Tuesday, September 18, 2012

Lara Croft: First of Her Kind


            When videogames first came out, they were geared towards young men and not girls. By the 1990’s, women were beginning to show interests to videogames, but there was something they wanted that these games were all missing: a female heroine. In the late 80s and early 90s, both Nintendo and Sega wanted to have nothing to do with changing their formula, knowing that if they were to push their games on women, their current players (boys and young men) would fall out of their market. Sony, who addressed all youth groups, broke the formula and created a game that featured a woman as the lead protagonist. This game had a sort of Indiana Jones feel to it, but also having enough originality to stand on its own. It was called Tomb Raider, and the main character was none other than Lara Croft.
            Helen W.Kennedy has studied characters in media and computer games for a time now. She has even published some volumes of her game studies titled The International Journal of Computer Game Research. In one of her chapters, she focuses on Lara Croft, posing the question: Is Lara a feminist icon or just a “Cyberbimbo”? There is no doubt that Tomb Raider marked a significant departure from the typical role of women within popular computer games, but over the years, she has been labeled as “eye candy” for male fans of the series. It can be said, though, that her success was both because of her adventurous ways within the game and the use of her female body.
Typical female heroine?
            The obvious connection between Tomb Raider and film narrative conventions and the way in which the game deploys themes and tropes from other popular cultural forms means that a feminist critique at the level of the politics of representation is somewhat inevitable. One such possible feminist approach might be to welcome the appearance of active female heroines within traditionally male or masculine genres. Lara Croft is by no means the first gun-toting action heroine and the iconography of her representation conforms to conventions deployed from Annie Get Your Gun onwards, but also has forerunners in comic book heroines such as Tank Girl. If, for example, we were to compare her to the representations within the female buddy-movie Thelma and Louise we can find many key commonalities. Tomb Raider also reworks a male-dominated genre and features a female central character: Lara totes a gun as she navigates a hostile landscape fraught with danger. Consider also the ending of Thelma and Louise – they die within the story yet the white screen and the snapshots of them during the credits offer other possible, more positive, endings; with Lara this process becomes even more elaborated as she is resolutely immortal – with each death there is the possibility to replay the level over and over until it comes out right. The popular media and feminist response to Thelma & Louise was also similarly polarized around the issue of their representation – did the fact that they wielded guns guarantee or undermine the films status as feminist? The juxtaposition of physical prowess and sexuality continues to produce a great deal of ambivalence amongst feminist and non-feminist commentators.
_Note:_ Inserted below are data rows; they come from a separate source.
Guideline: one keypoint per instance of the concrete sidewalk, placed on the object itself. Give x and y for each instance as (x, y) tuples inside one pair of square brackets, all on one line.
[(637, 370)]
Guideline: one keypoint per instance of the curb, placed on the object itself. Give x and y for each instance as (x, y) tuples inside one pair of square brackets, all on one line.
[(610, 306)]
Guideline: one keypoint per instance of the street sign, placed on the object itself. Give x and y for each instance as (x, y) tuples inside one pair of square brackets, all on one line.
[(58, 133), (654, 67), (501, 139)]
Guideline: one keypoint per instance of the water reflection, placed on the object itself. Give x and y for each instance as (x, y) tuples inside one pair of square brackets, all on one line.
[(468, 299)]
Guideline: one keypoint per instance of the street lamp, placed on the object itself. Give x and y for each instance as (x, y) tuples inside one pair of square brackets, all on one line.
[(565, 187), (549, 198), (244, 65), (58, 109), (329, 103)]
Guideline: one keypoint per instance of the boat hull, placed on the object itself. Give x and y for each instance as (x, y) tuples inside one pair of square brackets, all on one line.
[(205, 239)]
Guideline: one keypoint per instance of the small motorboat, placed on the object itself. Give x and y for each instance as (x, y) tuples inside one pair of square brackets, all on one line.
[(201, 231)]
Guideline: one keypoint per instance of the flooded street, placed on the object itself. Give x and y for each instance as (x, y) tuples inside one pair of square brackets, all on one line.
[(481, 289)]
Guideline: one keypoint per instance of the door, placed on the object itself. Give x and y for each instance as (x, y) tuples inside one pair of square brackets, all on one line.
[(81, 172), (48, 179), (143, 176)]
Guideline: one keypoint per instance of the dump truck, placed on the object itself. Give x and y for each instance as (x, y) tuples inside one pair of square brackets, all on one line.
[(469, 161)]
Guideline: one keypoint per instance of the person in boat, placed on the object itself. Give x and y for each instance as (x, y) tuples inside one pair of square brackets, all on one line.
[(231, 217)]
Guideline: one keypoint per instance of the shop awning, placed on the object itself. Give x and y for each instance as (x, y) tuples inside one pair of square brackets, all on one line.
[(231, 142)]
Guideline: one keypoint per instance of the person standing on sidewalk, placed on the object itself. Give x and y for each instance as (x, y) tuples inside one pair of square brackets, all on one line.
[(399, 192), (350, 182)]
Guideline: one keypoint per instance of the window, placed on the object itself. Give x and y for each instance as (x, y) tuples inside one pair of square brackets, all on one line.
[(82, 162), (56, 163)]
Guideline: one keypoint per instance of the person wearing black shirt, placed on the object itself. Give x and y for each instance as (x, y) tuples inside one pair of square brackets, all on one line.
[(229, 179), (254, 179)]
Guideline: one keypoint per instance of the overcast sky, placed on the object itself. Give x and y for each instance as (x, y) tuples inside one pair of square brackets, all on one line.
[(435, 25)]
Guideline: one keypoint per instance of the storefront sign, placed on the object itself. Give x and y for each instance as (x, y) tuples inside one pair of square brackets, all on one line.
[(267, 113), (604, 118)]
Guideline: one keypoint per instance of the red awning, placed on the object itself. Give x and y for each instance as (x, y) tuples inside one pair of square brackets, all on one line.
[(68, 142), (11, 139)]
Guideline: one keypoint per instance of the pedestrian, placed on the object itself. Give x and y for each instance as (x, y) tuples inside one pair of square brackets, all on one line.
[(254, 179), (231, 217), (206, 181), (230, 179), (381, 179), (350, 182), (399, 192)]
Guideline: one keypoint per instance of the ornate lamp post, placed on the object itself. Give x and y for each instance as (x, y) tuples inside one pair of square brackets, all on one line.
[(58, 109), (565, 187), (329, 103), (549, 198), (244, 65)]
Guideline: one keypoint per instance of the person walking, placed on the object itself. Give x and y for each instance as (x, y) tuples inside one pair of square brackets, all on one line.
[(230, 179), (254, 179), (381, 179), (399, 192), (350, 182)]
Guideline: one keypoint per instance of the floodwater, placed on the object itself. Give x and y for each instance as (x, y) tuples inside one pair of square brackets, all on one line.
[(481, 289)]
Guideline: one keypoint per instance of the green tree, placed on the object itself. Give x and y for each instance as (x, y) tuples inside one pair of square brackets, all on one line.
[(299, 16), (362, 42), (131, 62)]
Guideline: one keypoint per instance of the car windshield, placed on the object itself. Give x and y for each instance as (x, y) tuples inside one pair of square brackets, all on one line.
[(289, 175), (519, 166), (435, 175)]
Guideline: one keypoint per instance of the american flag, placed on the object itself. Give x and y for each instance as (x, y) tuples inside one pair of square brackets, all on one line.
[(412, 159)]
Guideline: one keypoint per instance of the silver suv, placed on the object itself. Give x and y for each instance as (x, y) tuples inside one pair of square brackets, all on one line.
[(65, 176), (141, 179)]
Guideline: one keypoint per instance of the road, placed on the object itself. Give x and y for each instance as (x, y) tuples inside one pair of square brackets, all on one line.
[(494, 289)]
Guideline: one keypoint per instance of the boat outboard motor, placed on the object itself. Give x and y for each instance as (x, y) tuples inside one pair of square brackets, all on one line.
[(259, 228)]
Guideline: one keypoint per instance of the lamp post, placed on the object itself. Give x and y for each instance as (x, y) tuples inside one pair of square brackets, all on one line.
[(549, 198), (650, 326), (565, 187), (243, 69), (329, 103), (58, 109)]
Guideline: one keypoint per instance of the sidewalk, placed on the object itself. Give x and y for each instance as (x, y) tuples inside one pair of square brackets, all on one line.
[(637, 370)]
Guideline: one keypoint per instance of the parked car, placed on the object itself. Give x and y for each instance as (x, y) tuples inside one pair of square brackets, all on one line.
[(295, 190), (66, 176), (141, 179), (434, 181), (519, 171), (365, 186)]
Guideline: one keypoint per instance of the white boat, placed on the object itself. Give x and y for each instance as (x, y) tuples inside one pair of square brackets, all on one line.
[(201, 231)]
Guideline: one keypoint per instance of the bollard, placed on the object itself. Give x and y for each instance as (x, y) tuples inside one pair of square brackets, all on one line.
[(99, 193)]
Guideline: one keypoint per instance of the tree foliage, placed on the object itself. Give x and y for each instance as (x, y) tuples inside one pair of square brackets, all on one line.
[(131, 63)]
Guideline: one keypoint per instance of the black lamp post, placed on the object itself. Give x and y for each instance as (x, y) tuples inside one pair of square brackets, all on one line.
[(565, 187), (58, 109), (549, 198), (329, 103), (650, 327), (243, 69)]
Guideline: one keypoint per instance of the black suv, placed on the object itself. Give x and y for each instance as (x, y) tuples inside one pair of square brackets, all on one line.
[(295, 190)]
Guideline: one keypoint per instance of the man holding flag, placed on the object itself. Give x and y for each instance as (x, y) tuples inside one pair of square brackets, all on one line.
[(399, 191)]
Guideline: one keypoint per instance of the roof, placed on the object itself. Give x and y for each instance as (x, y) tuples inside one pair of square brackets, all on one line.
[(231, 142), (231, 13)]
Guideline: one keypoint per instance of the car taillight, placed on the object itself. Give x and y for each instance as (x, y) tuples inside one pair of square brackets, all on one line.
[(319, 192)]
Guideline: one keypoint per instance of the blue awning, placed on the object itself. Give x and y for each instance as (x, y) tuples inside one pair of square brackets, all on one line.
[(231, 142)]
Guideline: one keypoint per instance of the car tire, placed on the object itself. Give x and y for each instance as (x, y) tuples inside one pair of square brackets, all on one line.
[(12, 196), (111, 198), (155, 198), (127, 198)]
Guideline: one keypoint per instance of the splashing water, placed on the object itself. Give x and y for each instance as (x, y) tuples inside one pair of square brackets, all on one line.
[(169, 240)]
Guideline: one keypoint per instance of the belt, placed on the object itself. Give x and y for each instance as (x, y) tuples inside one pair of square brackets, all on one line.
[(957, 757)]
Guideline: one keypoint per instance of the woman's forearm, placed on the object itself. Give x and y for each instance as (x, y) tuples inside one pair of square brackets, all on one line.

Angelina Jolie as Lara Croft in 1997's Tomb Raider
            There is another feminist film studies approach that is much less inclined to celebrate the presence of masculinized female bodies. Psychoanalytically informed approaches which have developed from the insights offered by Laura Mulvey's landmark essay (1975) on the function of women within film narrative have a very different take on the tropes of this type of image. Two key insights, which appear relevant to Lara, are Mulvey's argument that the female body operates as an eroticized object of the male gaze and the fetishistic and scopophilic pleasures that this provides for the male viewer. The second argument was that "active" or "strong" female characters signify a potential threat to the masculine order. This is a more complex argument, dependent as it is on a pyschoanalytic reading of unconscious processes. Within this narrative the female body is a castrated body and as such it represents the threat of castration itself. This threat, it is argued, is disavowed or rendered safe by the phallicization of the female body. It could be argued that Lara's femininity, and thus her castratedness, are disavowed through the heavy layering of fetishistic signifiers such as her glasses, her guns, the holster/garter belts, her long swinging hair.
            In the end, it is impossible to securely locate Lara within existing feminist frameworks, nor is it entirely possible to just dismiss her significance entirely. Kennedy demonstrates the range of potential subversive readings, but there exists no real "extra-textual" evidence to back this up – hence the focus on the text itself, which is on its own inadequacy to explore the range of pleasures available from playing as Lara – we can only conjecture. The girl gaming community, which communicates via the internet, has its own highly critical discourse about the imagery and content within computer games. They not only complain about the degree of sexist portrayals of women but also bemoan the stupidity of many female games characters and lack of strong female leaders in role playing games.